One of the economic realities is the significant losses reported by wind turbine manufacturers like Siemens and General Electric in the first half of this year. Siemens reported losses of nearly $5 billion, while General Electric reported losses of $1 billion. Quality control issues have arisen for turbine manufacturers, resulting in costly warranty repairs. In Europe, offshore wind projects have not met their promised output, and operating costs have been higher than expected, leading to project cancellations and increased expenses. For instance, Avangrid, the developer of the Commonwealth Wind project in Massachusetts, paid $48 million to exit their existing contract and rebid the project at a higher price. Similar situations have occurred with other wind projects in Rhode Island and around Martha’s Vineyard.
Furthermore, companies like Ørsted, developing wind projects off Long Island and the New Jersey coast, have stated that without additional subsidies and higher contract prices, they will face significant losses. These challenges have resulted in a decrease in new wind power capacity in 2022 compared to the previous year.
On land, opposition to wind and solar projects continues to grow, particularly in rural communities that do not want to host large-scale turbine farms and transmission lines. This opposition poses challenges for expanding renewable energy efforts.

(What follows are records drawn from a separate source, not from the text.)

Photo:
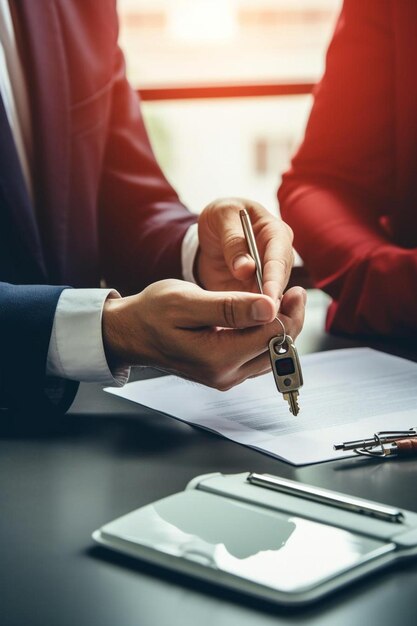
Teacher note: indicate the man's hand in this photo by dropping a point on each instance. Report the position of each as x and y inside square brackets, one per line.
[215, 338]
[223, 262]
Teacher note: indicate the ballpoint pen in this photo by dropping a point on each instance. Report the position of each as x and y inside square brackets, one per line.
[285, 364]
[324, 496]
[384, 443]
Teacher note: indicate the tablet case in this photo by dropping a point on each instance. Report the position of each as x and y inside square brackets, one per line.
[267, 544]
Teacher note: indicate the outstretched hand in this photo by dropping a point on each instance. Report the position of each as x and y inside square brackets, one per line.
[224, 263]
[215, 338]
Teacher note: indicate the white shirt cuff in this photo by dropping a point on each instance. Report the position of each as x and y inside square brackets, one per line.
[188, 252]
[76, 349]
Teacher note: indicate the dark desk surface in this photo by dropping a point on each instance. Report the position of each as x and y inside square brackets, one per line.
[107, 457]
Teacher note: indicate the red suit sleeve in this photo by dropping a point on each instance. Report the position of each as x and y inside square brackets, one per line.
[339, 192]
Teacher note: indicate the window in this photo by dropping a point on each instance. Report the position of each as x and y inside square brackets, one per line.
[212, 147]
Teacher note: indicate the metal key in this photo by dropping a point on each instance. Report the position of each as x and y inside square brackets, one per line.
[286, 369]
[282, 351]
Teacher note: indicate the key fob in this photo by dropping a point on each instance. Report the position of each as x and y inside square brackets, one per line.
[285, 364]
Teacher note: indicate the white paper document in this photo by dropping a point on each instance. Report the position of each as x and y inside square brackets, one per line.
[347, 394]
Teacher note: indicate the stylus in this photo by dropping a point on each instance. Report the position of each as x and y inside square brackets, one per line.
[323, 496]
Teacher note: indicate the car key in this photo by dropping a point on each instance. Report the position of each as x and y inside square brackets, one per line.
[286, 370]
[283, 354]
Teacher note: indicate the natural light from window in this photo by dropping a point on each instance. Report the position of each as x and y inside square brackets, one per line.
[211, 148]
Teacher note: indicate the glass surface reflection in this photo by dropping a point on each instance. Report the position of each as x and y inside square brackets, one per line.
[271, 548]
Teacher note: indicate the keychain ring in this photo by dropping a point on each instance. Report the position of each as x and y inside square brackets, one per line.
[284, 334]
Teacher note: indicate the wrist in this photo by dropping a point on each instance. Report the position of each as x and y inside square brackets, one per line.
[113, 340]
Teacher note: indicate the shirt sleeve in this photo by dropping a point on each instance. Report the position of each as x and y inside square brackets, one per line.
[76, 349]
[189, 249]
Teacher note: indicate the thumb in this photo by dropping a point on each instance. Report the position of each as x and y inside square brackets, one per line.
[228, 309]
[235, 249]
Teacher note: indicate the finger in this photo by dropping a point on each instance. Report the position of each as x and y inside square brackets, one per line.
[232, 309]
[292, 310]
[278, 257]
[233, 242]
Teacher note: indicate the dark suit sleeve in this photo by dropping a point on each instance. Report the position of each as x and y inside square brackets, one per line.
[142, 221]
[26, 319]
[339, 192]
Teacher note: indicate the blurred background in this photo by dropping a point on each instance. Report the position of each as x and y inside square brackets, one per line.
[227, 142]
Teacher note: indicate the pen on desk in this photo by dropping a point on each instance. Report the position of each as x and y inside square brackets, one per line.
[323, 496]
[384, 443]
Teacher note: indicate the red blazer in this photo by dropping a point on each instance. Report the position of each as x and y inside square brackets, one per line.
[351, 192]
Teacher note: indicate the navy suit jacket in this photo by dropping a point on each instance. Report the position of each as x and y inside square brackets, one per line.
[103, 208]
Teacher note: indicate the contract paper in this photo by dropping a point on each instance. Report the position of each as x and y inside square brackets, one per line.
[347, 394]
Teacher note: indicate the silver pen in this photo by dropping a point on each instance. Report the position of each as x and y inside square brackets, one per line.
[323, 496]
[253, 249]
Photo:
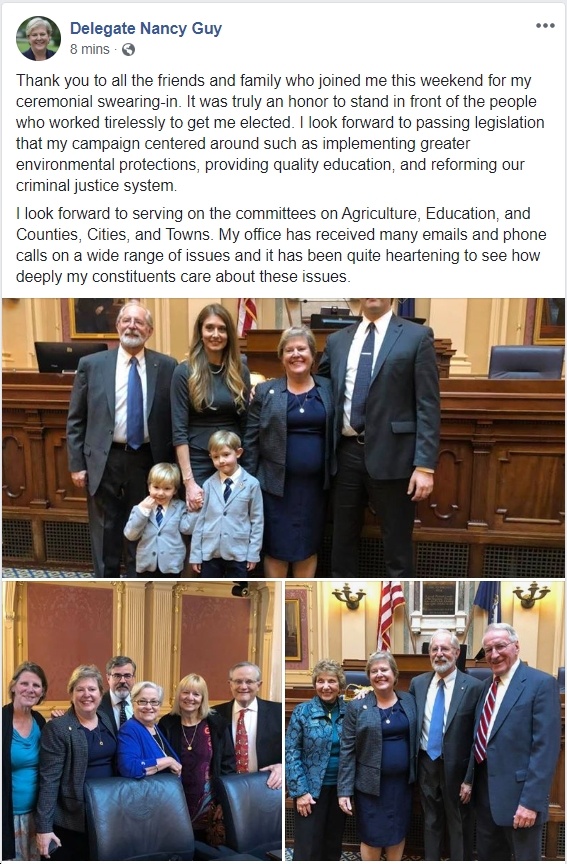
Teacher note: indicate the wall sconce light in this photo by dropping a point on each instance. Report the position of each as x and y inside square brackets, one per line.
[347, 595]
[528, 598]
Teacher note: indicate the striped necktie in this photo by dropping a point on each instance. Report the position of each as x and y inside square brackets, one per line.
[362, 381]
[241, 744]
[481, 738]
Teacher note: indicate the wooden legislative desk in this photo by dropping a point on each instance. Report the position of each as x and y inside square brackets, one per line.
[500, 480]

In the realm of electric vehicles, companies like Ford and Rivian have incurred significant losses per vehicle sold. Despite claims from alternative energy proponents that these challenges are temporary, the financial struggles of these companies raise concerns about the economic viability of widespread electric vehicle adoption.
The impact of alternative energy programs has been particularly felt in California, with New York and New Jersey following a similar path. These states have implemented mandates to ban internal combustion vehicles, require all electricity to be zero-emissions, and force the replacement of gas and oil-burning heaters with electric heat pumps. Additionally, gas stoves are being regulated out of existence. Such measures are likely to result in higher gasoline and energy prices for consumers.
In order to meet the increasing electricity demand caused by the push for electrification, massive amounts of offshore wind and solar panel installations are planned. However, the intermittency of wind and solar power necessitates a significant increase in backup resources. The plan proposes a reserve margin of over 100%, meaning there must be an equal or greater amount of generating capacity in reserve for every MW of capacity in operation. This poses challenges and raises questions about the feasibility of such a plan.
Moreover, the plan calls for the development of dispatchable emissions-free generating resources (DEFRs) and battery storage. However, DEFRs that burn pure hydrogen, produced from surplus wind and solar power, have yet to be invented. The infrastructure required for transporting hydrogen also does not exist. Relying on the invention of new technology by a certain date is not a realistic approach.
Despite these challenges and setbacks, it is clear that the pursuit of green energy and electrification continues. However, it is crucial to address the economic realities, practical limitations, and potential consequences to ensure a sustainable and viable transition to a greener future.